Hello, dear nest team!
I am trying to launch the experiment, using nest-server-mpi and NRP on the
HPC. We also use a module generated by nestml. But I faced the issue, which
I so far cannot solve myself... Probably you could help me.
We have a working experiment for the nest-server v3.7, which also works
with v3.8.
I tried to launch nest-simulator in the container on the HPC, but I faced
some mpi incompatibility issues, could not solve it fast and gave up for
now.
Then I installed nest-simulator 3.7 from source on the HPC. The simulation
with nest-server also worked. After patching nest-server-mpi (serialization
issue) I could launch it on the HPC and communicate with the API, but the
experiment didn't work, and I switched to the local nest-simulator
container for the test.
Locally, in the original nest/nest-simulator:3.7 and 3.8 containers, the
nest-server-mpi is not starting. After the fixing the issue (with docopt
and serialization) the nest-server-mpi is launching in
nest/nest-simulator:dev container. But here is the problem, with this
version the experiment is crashing even with nest-server, as well as with
nest-server-mpi. And I cannot figure out the reason from the logs and git
history...
I tried patching versions 3.7 and 3.8, then I can start nest-server-mpi,
can use API, but the experiment itself doesn't work.
So, the summary:
The experiment works with nest-server 3.7 and 3.8, but doesn't work with
the patched nest-server-mpi
The experiment doesn't work with the nest-server with :dev container
What happens in the latest container with the nest-server:
nrp-nest-simulator |
> nrp-nest-simulator | Apr 03 16:11:15 SimulationManager::set_status [Info]:
> nrp-nest-simulator | Temporal resolution changed from 0.1 to 0.1 ms.
> nrp-nest-simulator |
> nrp-nest-simulator | Apr 03 16:11:15 Install [Info]:
> nrp-nest-simulator | loaded module controller_module
And that's it, on the other side I get [json.exception.out_of_range.403]
key 'data' not found
The nest script, which is executed at this moment is
nest.ResetKernel()
> nest.SetKernelStatus({"resolution": res})

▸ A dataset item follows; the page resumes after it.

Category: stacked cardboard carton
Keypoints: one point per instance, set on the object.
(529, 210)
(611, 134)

> nest.Install("controller_module")
> for i in range(njt):
> planner_p = nest.Create("tracking_neuron_nestml", n=N, params={"kp":
> plan_params["kp"], "base_rate": plan_params["base_rate"], "pos": True,
> "traj": trj, "simulation_steps": len(trj)})
> planner_n = nest.Create("tracking_neuron_nestml", n=N, params={"kp":
> plan_params["kp"], "base_rate": plan_params["base_rate"], "pos": False,
> "traj": trj, "simulation_steps": len(trj)})
The same piece of code works in nest-server v3.7 and v3.8
What happens in the patched nest-server-mpi v 3.8 or 3.7, here it at least
throws an exception
nrp-nest-simulator | ========================================
> nrp-nest-simulator |
> nrp-nest-simulator | ==> MASTER 0/1743700791.3478301 (route_api_call):
> call=GetStatus, args=[[303]], kwargs={}
> nrp-nest-simulator | ==> MASTER 0/1743700791.3478405 (GetStatus): sending
> call bcast
> nrp-nest-simulator | ==> MASTER 0/1743700791.3478618 (GetStatus): sending
> data bcast, data=([[303]], {})
> nrp-nest-simulator | ==> MASTER 0/1743700791.3480251 (GetStatus): local
> call, args=[NodeCollection(metadata=None, model=spike_recorder, size=1,
> first=303)], kwargs={}
> nrp-nest-simulator | ==> MASTER 0/1743700791.3480933 (GetStatus): waiting
> for response gather
> nrp-nest-simulator | ==> MASTER 0/1743700791.3484681 (GetStatus):
> received response gather, data=[({'element_type': 'recorder', 'events':
> {'senders': array([204]), 'times': array([13.5])}, 'frozen': False,
> 'global_id': 303, 'label': 'Brain stem pos', 'local': True, 'model':
> 'spike_recorder', 'model_id': 96, 'n_events': 1, 'node_uses_wfr': False,
> 'origin': 0.0, 'record_to': 'memory', 'start': 0.0, 'stop':
> 1.7976931348623157e+308, 'thread': 0, 'thread_local_id': 152,
> 'time_in_steps': False, 'vp': 0},), [{'element_type': 'recorder', 'events':
> {'senders': [], 'times': []}, 'frozen': False, 'global_id': 303, 'label':
> 'Brain stem pos', 'local': True, 'model': 'spike_recorder', 'model_id': 96,
> 'n_events': 0, 'node_uses_wfr': False, 'origin': 0.0, 'record_to':
> 'memory', 'start': 0.0, 'stop': 1.7976931348623157e+308, 'thread': 0,
> 'thread_local_id': 152, 'time_in_steps': False, 'vp': 1}]]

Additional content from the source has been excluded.